Pedro afirma ya desde el primer día que la «promesa del Padre» se cumple como fruto de la redención porque Cristo, el Hijo exaltado «a la diestra de Dios», en virtud de su cruz y resurrección manda al Espíritu, como había anunciado ya antes de su pasión, en el momento de la despedida en el Cenáculo.

3. El Espíritu Santo comenzaba así la misión de la Iglesia instituida para todos los hombres. Pero no podemos olvidar que el Espíritu Santo obraba como «Dios desconocido» (Ac 17,23) ya antes de Pentecostés. Obraba de modo particular en la Antigua Alianza, iluminando y guiando al pueblo elegido por el camino que llevaba la historia antigua hacia el Mesías. Obraba en los mensajes de los profetas y en los escritos de todos los autores inspirados. Obró, sobre todo, en la encarnación del Hijo, como testimonian el Evangelio de la anunciación y la historia de los acontecimientos sucesivos relacionados con la venida al mundo del Verbo eterno que asumió la naturaleza humana. El Espíritu Santo obró en el Mesías y alrededor del Mesías desde el momento mismo en que Jesús empezó su misión mesiánica en Israel, como atestiguan los textos evangélicos acerca de la teofanía durante el bautismo en el Jordán y sus declaraciones en la sinagoga de Nazaret. Pero desde aquel momento, y a lo largo de toda la vida de Jesús, iban acentuándose y renovándose las promesas de una venida futura y definitiva del Espíritu Santo. Juan Bautista relacionaba la misión del Mesías con un nuevo bautismo «en el Espíritu Santo», Jesús prometía «ríos de agua viva» a quienes creyeran en él, tal como narra el evangelio de Juan, que explica así esta promesa: «Esto lo decía refiriéndose al Espíritu que iban a recibir los que creyeran en él. Porque aún no había Espíritu, pues todavía Jesús no había sido glorificado» (Jn 7,39). El día de Pentecostés, Cristo, habiendo sido ya glorificado tras el cumplimiento final de su misión, hizo brotar de su seno «ríos de agua viva» e infundió el Espíritu para llenar de vida divina a los Apóstoles y todos los creyentes. Así, pudieron ser «bautizados en un solo Espíritu» (cf. 1Co 12,13). Éste fue el comienzo del crecimiento de la Iglesia.

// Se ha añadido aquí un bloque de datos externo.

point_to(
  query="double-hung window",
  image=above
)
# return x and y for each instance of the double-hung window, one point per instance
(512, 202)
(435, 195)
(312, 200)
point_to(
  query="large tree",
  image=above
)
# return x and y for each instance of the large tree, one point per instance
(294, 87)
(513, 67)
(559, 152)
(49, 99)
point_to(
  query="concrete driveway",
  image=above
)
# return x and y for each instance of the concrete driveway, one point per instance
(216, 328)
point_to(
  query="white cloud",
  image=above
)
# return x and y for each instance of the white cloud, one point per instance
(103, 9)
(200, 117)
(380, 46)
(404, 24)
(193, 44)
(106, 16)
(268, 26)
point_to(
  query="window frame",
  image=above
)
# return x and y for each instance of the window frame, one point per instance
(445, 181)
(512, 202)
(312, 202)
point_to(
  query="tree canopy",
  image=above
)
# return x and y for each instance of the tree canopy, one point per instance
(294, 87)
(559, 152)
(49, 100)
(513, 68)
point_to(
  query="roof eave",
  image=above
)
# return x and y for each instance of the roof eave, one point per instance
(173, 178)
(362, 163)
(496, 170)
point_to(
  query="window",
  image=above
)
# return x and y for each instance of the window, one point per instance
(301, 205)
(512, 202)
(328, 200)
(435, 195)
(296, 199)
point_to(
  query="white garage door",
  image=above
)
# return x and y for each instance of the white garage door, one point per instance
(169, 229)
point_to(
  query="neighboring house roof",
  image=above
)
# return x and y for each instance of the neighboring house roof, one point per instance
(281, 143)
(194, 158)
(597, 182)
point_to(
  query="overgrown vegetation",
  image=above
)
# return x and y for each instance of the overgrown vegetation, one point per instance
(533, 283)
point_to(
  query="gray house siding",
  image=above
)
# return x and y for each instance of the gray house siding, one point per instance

4. Como escribió el concilio Vaticano II, «Cristo envió de parte del Padre al Espíritu Santo, para que llevara a cabo interiormente su obra salvífica e impulsara a la Iglesia a extenderse a sí misma. El Espíritu Santo obraba ya, sin duda, en el mundo antes de que Cristo fuera glorificado. Sin embargo, el día de Pentecostés descendió sobre los discípulos para permanecer con ellos para siempre; la Iglesia se manifestó públicamente ante la multitud; comenzó la difusión del Evangelio por la predicación y fue, por fin, prefigurada la unión de los pueblos en la catolicidad de la fe por medio de la Iglesia de la Nueva Alianza, que habla en todas las lenguas, comprende y abraza en la caridad todas las lenguas y supera así la dispersión de Babel» (Ad gentes AGD 4).

El texto conciliar pone de relieve en qué consiste la acción del Espíritu Santo en la Iglesia, a partir del día de Pentecostés. Se trata de unción salvífica e interior que, al mismo tiempo, se manifiesta externamente en el nacimiento de la comunidad e institución de salvación. Esa comunidad ?la comunidad de los primeros discípulos? está completamente impregnada por el amor que supera todas las diferencias y las divisiones de orden terreno. El acontecimiento de Pentecostés es signo de una expresión de fe en Dios comprensible para todos, a pesar de la diversidad de las lenguas. Los Hechos de los Apóstoles aseguran que la gente, reunida en torno a los Apóstoles en aquella primera manifestación pública de la Iglesia, decía estupefacta: «¿Es que no son galileos todos estos que están hablando? Pues ¿cómo cada uno de nosotros los oímos en nuestra propia lengua nativa?» (Ac 2,7-8).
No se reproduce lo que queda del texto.